Ce que prévoit le statut général de la fonction publique Ce que prévoit le statut général de la fonction publique

La journaliste de la télévision nationale Adèle Mballa Atangana est citée dans une affaire de détournement de deniers publics qui fait le chou gras de la presse camerounaise depuis quelques jours. Agent de la fonction publique, Mballa Atangana est également à la tête d’une entreprise privée dénommée Btp Graceland Sarl qui a gagné des marchés publics. Le 13 janvier, la journaliste a été entendue par le Tribunal Criminel spécial sur les accusations de détournement qui pèsent sur elle.

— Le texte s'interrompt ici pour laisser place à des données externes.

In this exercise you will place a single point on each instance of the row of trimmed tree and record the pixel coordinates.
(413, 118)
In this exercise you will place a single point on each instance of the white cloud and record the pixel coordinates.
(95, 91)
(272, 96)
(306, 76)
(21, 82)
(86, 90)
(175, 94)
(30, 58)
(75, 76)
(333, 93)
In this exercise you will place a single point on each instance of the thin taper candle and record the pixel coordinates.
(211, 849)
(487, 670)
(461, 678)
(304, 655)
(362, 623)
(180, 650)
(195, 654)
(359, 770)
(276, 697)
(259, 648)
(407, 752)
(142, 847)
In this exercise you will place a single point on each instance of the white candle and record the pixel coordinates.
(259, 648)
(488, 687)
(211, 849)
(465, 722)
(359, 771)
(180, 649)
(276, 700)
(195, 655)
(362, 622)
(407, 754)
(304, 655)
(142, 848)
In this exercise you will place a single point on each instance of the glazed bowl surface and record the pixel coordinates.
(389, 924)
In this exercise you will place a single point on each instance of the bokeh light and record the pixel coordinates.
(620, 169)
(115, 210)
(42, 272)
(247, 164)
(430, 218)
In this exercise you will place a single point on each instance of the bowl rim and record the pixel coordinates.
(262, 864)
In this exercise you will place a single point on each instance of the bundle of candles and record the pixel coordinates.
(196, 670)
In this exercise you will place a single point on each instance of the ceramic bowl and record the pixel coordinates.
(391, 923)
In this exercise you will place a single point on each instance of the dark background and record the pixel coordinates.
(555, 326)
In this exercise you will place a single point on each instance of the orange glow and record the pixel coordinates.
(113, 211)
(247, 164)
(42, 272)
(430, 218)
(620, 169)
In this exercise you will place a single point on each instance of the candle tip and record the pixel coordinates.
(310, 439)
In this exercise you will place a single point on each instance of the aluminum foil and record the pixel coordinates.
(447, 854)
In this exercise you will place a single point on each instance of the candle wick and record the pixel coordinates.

Pour plusieurs internautes, la journaliste ternit l’image de la télévision nationale dont elle est la présentatrice vedette.


Que dit la loi ?


Le décret du 7 octobre 1994 portant statut général de la fonction publique de l’Etat, sanctionne les agissements des fonctionnaires qui porte atteinte à la moralité publique.
« La faute extra-professionnelle résulte notamment d’un manquement, d’une attitude ou d’un comportement qui met en cause l’éthique et la déontologie professionnelles ou est de nature à porter atteinte à la moralité publique ou à l’honorabilité de la Fonction Publique », précise l’article 93 (3) du texte précité. Dans le cas d’espèce, les accusations de détournement de fonds qui pèsent sur Adèle Mballa n’entrent pas dans le cadre de ses activités de journaliste (fonctionnaire d’Etat). Cependant son attitude est de nature à porter atteinte à sa profession car étant une figure de la télévision nationale.
Dans ce cas, le statut général de la fonction publique donne le pouvoir à l’administration de prendre « des mesures conservatoires à l’encontre du fonctionnaire en cause ».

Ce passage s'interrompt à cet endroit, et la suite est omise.